A report visual is great at representing key summary information such as the quantity of products sold every month. But what if you wanted to check how well your sales were meeting targets over time? You could manually look at each data point on a line chart, for example, but a more efficient solution would be to create a customised ‘target line’ within your line chart. This would instantly provide a visual which displays performance vs. target over a period of time. You will therefore become more efficient as you analyse the data. Below is an example:

How to get started

 

  • Create a line chart based on a value field over time e.g. ‘Quantity’ by ‘Order Date’

 

 

  1. With the chart selected, click on the ANALYTICS icon in the visualisation pane (see below)

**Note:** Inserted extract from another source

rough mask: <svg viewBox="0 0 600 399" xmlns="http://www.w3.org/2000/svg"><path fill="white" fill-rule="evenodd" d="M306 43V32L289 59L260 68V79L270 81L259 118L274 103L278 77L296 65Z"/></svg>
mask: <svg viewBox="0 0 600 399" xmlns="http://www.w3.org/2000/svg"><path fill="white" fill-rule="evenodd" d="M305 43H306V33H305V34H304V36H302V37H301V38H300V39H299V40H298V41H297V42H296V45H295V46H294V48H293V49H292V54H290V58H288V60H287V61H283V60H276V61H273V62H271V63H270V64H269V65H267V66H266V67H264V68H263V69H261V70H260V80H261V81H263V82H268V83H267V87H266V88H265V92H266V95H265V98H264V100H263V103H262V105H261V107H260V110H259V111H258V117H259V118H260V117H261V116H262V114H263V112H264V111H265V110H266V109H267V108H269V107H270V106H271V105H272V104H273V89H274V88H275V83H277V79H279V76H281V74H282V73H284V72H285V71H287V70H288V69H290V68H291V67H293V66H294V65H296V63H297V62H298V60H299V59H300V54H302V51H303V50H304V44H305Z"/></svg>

  1. Expand the ‘Y-axis Constant Line’ section and click on ‘+ Add Line’
  2. Double click where it says ‘Y-axis Constant Line’ in the field and type TARGET LINE
  3. Expand the ‘Line’ section to show the options below:

  1.  Set the following details to your line:
    1. VALUE to 45000
    2. COLOUR to Black, for example
    3. TRANSPARENCY to 0%
    4. STYLE to ‘Dotted’
  2. Collapse the ‘Line’ section and turn on ‘Data label’ to reveal the expanded Data Label section:

  1.  Set the following label details to your line:
    1. STYLE to ‘Both’ i.e. both ‘Data Value’ and ‘Name’
    2. COLOUR to Black, for example
    3. DISPLAY UNITS to ‘Thousands’
    4. DECIMAL PLACES to 0

Other Analytical Lines

Notice in addition to the ‘Y-axis Constant Line,’ there are many other analytical lines you can apply to your visual some of which are described below:

  • TREND LINE: turn on to show an upwards/downwards trend – especially useful for analysing performance data over time
  • MIN LINE: click on ‘+ add line’ to show the lowest data point on a line chart – really helpful to identify the ‘bottom line’ of any business
  • FORECAST LINE: turn on to show a ‘projected’ line appearing after the last data point. This line can be set over an extended time period of your choice – great for any future business planning

Finally, the analytical lines are only available in specific visuals. They are:

  • LINE CHART
  • COLUMN CHART
  • BAR CHART

Conclusion

Trends, targets, and forecasting are one of many other analytical lines that can really enable you to track and monitor your performance data more efficiently. Using the Analytics pane in Power BI will definitely help to achieve this goal. This will enable you to work on your business’s profitability gains.